Он открыл глаза в полной темноте. Сначала ему показалось, что он просто проснулся дома, в курятнике, — и Нильс спохватился, попытался подняться, он боялся, что если отец найдёт его здесь, то заподозрит неладное. Он уже давно на него искоса смотрел, его огромный, русый, страшный, как русский, отец. В присутствии отца Нильс никогда не смотрел на свою гусочку, потому что ему казалось, что отцу станет ясно, всё станет ясно о его безответной и позорной любви.
Тело Нильса болело так, что ему захотелось умереть. Он застонал, по-взрослому, по-больничному, и в темноте вдруг открылся светлый проём. Луна взглянула на него и произнесла женским голосом:
«Живой, курва. Живой, холера ясна. Матка боска, что же ты полез на тот брезент?»
Луна становилась всё ближе и ближе. И вот она уже слепит глаза. Нильс хочет прикрыть их, поднимает руку к лицу — в руке зажато что-то, и он не может разомкнуть пальцы. И тогда он достаёт это зубами, вытягивает, как отец вытаскивал папиросу из пачки.
Это перо.

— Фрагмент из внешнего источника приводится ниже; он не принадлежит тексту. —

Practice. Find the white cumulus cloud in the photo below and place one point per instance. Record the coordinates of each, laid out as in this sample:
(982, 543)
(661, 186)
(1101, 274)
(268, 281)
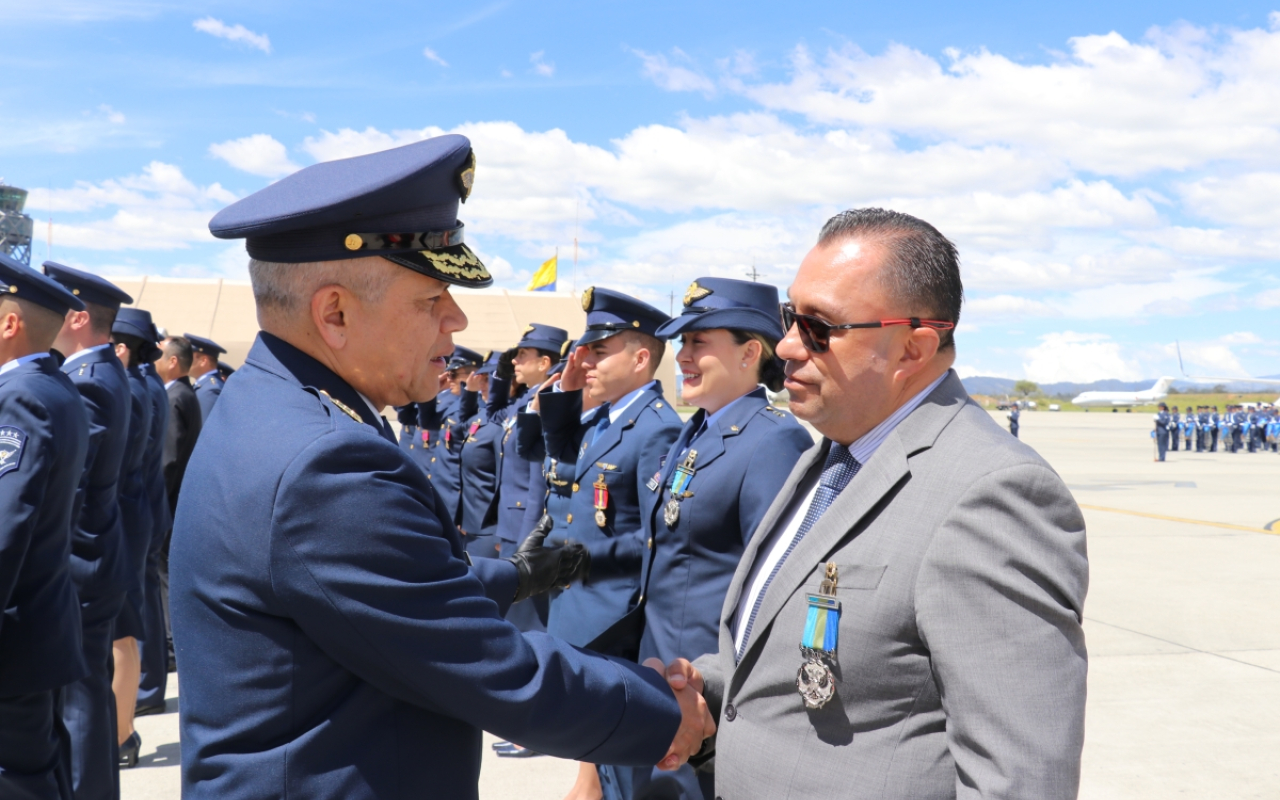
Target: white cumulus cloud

Серое перо. В зубах у Нильса торчит перо, и он чувствует во рту вкус сырой курицы. Кажется, оно живое и сейчас скажет знакомым голосом:
«Не смогу? Не смогу-у-у… Хе-хе! Да ещё как смогу! Летим! Я давно мечтал бросить это быдло и уехать в эмиграцию!»

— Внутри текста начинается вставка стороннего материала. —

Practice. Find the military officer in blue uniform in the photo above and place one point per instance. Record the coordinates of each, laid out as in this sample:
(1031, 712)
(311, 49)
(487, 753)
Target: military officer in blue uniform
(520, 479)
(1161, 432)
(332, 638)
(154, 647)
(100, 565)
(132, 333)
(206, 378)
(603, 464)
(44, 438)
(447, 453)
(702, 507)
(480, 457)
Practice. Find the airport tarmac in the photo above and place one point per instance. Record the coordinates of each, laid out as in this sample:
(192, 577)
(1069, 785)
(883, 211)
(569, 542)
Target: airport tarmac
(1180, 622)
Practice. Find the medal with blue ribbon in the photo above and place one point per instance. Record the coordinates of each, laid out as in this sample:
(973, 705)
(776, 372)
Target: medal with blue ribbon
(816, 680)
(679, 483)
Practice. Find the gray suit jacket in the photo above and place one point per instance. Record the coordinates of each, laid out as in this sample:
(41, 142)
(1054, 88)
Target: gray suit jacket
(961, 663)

Эмигра-а-ацию. Так он говорил, его дикий гусь, что когда-то оказался один среди покорных рабов, его боевой боинг, его несгибаемый боец, мужественный воин против природы и законов аэродинамики. Нильс плачет, не разжимая пальцев, и свободной рукой достает перо изо рта. Он успевает спрятать его под мышкой, когда сильные руки, пахнущие пивом и картофелем, поднимают его и прижимают к себе.
«Кто ты естэсь?»
Думая о Нильсе Хольгерсоне, я ехал в автобусе в Национальный аэропорт к маме и разглядывал пассажиров. С Нильсом всё обошлось, а вот обойдётся ли с ними? Некоторые из них, видимо, полетят вместе с моей мамой — и что бы я ни делал, в голове моей мелькали разные ужасные, но очень чёткие картинки: лес под Смолевичами, разбросанные по светлым, выгоревшим от солнца ёлкам вещи, огонь расходится всё дальше и дальше. Сто пятьдесят трупов, не выжил никто, и голос по телевизору скажет, что на теле родины появилось ещё полторы сотни шрамов.
Жуков Луг, Королёв Стан. Поэзия Минского района.
Я знаю тот лес около аэродрома. Сквозь ельник белеют тела самолётов, взлётная полоса прикасается к опушке бетонной стеной, колючие сухие цветы дрожат на ветру, трава — тоже аэропорт, откуда ежеминутно поднимаются в воздух грузные шмели. И если в аэропорт ехать поездом, то железная дорога проходит как раз через этот лес, редковатый, жидковатый, но полный цветов, будто лето здесь устроило свою лабораторию. На лесных поворотах поезд замедляет ход — и хочется выскочить, упруго ступить на хвою, поиграть в партизан. Хотя этот лес возле аэродрома красивее осенью. Я уже ездил как-то встречать маму из Испании. На опушке я нарвал ей цветов. Хотя я что-то путаю, какие цветы? Цветы были, когда она вернулась из Афин.
Автобус поднимается к самому терминалу, в дверях застревают чемоданы, я помогаю, наклоняясь совсем близко к чьим-то волосатым рукам: а с рук смотрят часы, у них лицо моей мамы.
Опаздываю.
В терминале холодно и гулко, как в бассейне.